After his arrival in the United States, Sharaa shared a video on social media of him playing basketball with CENTCOM commander Brad Cooper and Kevin Lambert, the head of the international anti-Daesh operation in Iraq, alongside the caption “work hard, play harder.”
Transformation
Sharaa’s Washington trip comes after his landmark visit to the United Nations in September – his first time on US soil – where the ex-militant became the first Syrian president in decades to address the UN General Assembly in New York.
On Thursday, Washington led a vote by the Security Council to remove UN sanctions against him.
Formerly affiliated with Al-Qaeda, Sharaa’s group, Hayat Tahrir Al-Sham (HTS), was delisted as a terrorist group by Washington as recently as July.

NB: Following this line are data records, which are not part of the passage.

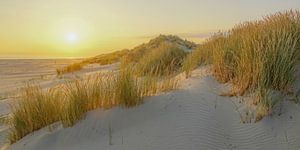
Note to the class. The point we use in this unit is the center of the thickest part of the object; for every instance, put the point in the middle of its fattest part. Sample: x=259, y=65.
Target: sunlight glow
x=72, y=37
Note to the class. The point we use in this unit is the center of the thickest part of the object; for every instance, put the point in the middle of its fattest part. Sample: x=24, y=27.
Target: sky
x=83, y=28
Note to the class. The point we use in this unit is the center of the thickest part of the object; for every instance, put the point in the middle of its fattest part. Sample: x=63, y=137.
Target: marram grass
x=254, y=56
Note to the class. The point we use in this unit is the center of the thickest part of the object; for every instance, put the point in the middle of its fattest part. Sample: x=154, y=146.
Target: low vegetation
x=35, y=110
x=69, y=103
x=258, y=56
x=164, y=60
x=131, y=56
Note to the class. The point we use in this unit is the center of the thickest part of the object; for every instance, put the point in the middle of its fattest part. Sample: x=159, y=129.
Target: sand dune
x=15, y=73
x=193, y=117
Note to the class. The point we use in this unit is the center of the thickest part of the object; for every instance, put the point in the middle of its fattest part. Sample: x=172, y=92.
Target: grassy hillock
x=151, y=74
x=133, y=55
x=256, y=57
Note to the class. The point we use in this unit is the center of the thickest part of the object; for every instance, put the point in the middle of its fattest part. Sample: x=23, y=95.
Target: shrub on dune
x=36, y=109
x=254, y=55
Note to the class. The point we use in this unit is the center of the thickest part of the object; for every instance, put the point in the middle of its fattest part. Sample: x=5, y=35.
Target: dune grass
x=68, y=69
x=164, y=60
x=69, y=102
x=254, y=56
x=35, y=110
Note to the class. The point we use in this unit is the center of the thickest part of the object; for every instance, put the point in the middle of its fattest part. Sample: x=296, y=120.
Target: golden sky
x=81, y=28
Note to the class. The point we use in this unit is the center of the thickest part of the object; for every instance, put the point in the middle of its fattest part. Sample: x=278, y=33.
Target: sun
x=72, y=37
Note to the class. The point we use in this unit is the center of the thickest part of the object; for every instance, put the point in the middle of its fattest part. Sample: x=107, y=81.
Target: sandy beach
x=192, y=117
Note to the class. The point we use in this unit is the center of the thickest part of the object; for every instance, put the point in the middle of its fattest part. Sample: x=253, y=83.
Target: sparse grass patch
x=36, y=109
x=71, y=68
x=254, y=56
x=164, y=60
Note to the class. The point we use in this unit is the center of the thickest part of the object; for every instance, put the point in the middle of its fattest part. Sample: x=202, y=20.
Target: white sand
x=193, y=117
x=15, y=73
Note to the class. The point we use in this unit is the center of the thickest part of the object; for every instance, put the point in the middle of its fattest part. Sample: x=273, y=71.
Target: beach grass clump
x=127, y=92
x=36, y=109
x=162, y=61
x=70, y=68
x=254, y=55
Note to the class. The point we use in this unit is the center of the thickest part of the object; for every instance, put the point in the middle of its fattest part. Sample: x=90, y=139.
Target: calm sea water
x=15, y=72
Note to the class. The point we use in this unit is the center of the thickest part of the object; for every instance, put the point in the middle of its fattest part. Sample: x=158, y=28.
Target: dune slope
x=193, y=117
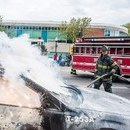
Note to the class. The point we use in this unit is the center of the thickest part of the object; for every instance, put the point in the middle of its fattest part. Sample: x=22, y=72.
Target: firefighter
x=105, y=65
x=72, y=71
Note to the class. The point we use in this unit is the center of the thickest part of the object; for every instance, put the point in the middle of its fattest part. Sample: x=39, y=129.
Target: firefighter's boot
x=73, y=72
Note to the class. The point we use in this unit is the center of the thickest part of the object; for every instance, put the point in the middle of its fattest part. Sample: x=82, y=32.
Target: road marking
x=120, y=87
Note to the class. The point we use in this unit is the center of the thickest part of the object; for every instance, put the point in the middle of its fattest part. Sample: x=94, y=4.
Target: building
x=49, y=31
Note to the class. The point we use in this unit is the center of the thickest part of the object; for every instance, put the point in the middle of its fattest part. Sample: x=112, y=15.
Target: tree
x=128, y=27
x=75, y=28
x=1, y=27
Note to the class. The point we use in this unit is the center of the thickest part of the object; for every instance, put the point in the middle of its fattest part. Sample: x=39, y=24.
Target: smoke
x=18, y=57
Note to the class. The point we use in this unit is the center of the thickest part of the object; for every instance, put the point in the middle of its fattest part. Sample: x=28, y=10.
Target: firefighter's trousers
x=107, y=83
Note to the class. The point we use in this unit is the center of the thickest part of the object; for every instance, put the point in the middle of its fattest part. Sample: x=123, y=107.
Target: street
x=85, y=78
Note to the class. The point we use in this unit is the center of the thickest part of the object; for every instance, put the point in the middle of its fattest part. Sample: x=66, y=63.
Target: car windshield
x=70, y=96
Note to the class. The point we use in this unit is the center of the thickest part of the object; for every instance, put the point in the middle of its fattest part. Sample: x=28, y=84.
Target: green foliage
x=128, y=27
x=75, y=27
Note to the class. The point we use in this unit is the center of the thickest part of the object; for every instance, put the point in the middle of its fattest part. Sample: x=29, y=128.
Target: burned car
x=72, y=109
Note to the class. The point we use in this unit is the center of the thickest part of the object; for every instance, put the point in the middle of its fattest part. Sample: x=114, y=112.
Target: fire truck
x=86, y=53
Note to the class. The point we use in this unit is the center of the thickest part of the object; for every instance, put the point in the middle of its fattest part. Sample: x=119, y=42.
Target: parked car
x=72, y=109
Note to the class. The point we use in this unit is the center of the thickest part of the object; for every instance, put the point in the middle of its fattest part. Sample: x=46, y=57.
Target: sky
x=100, y=11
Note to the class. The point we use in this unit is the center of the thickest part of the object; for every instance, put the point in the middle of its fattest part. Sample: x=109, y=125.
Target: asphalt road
x=120, y=88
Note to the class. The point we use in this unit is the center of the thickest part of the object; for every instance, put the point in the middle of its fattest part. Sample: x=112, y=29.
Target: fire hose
x=119, y=76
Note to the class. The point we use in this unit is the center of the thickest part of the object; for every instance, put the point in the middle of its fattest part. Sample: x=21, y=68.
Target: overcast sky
x=101, y=11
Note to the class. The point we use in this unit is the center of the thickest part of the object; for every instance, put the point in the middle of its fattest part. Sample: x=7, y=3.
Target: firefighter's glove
x=110, y=73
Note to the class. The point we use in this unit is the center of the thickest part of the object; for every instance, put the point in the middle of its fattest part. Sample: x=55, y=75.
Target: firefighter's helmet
x=105, y=48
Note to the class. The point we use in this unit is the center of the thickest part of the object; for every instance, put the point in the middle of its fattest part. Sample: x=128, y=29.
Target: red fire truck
x=87, y=52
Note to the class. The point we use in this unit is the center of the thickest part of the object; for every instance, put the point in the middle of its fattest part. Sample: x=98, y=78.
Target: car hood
x=97, y=100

Since taking power, Syria’s new leaders have sought to break from their violent past and present a moderate image more tolerable to ordinary Syrians and foreign powers.
The White House visit “is further testament to the US commitment to the new Syria and a hugely symbolic moment for the country’s new leader, who thus marks another step in his astonishing transformation from militant leader to global statesman,” International Crisis Group US program director Michael Hanna said.
Sharaa is expected to seek funds for Syria, which faces significant challenges in rebuilding after 13 years of brutal civil war.
In October, the World Bank put a “conservative best estimate” of the cost of rebuilding Syria at $216 billion.